A distinção vem reforçar a relevância do percurso literário da autora, amplamente conhecida pela profundidade com que aborda questões sociais e culturais nas suas obras.

A cerimónia posiciona-se como uma das plataformas de maior projecção no reconhecimento cultural africano, celebrando talentos que transforma ideias em legado e que inspiram novas gerações.

Paulina Chiziane nasceu em Manjacaze, Moçambique, em 1955. Estudou Linguística em Maputo, mas não concluiu o curso. Ficcionista, publicou vários contos na imprensa (Domingo, na «Página Literária», e na revista Tempo).

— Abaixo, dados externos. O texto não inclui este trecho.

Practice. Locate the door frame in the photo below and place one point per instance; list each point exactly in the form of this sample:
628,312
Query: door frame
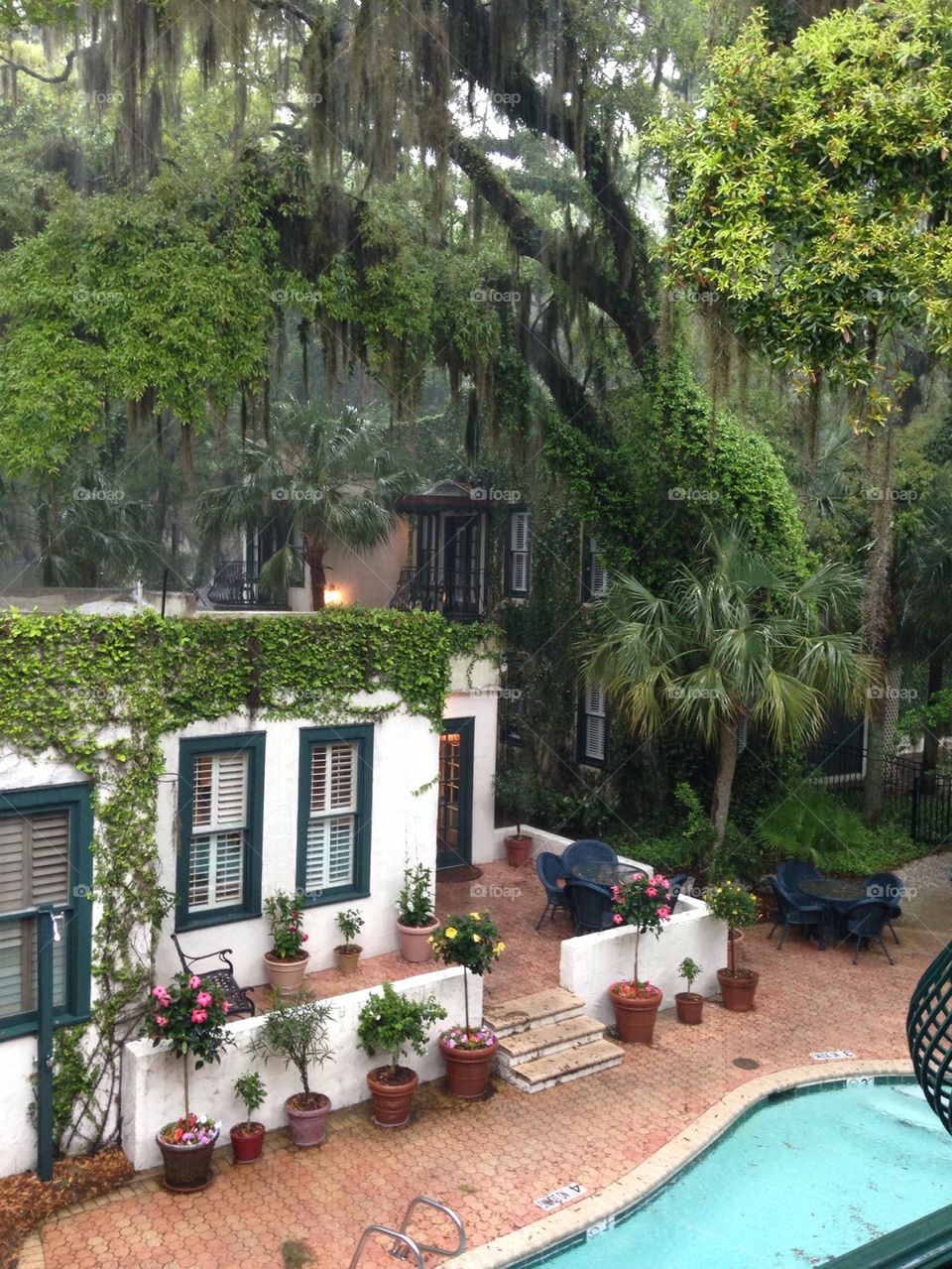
464,844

Publicou o seu primeiro romance, Balada de Amor ao Vento, depois da independência (1990), que é também o primeiro romance de uma mulher moçambicana. Ventos do Apocalipse, concluído em 1991, saiu em Maputo em 1995 como edição da autora e foi publicado pela Caminho em 1999. O Sétimo Juramento e Niketche foram publicados em Portugal em 2000 e 2002, respetivamente. Afirma: «Dizem que sou romancista e que fui a primeira mulher moçambicana a escrever um romance, mas eu afirmo: sou contadora de estórias e não romancista.

Em 2014, foi agraciada pelo Estado português com o grau de Grande Oficial da Ordem Infante D. Henrique. Em 2021, recebeu o mais prestigiado galardão das letras lusófonas, o Prémio Camões.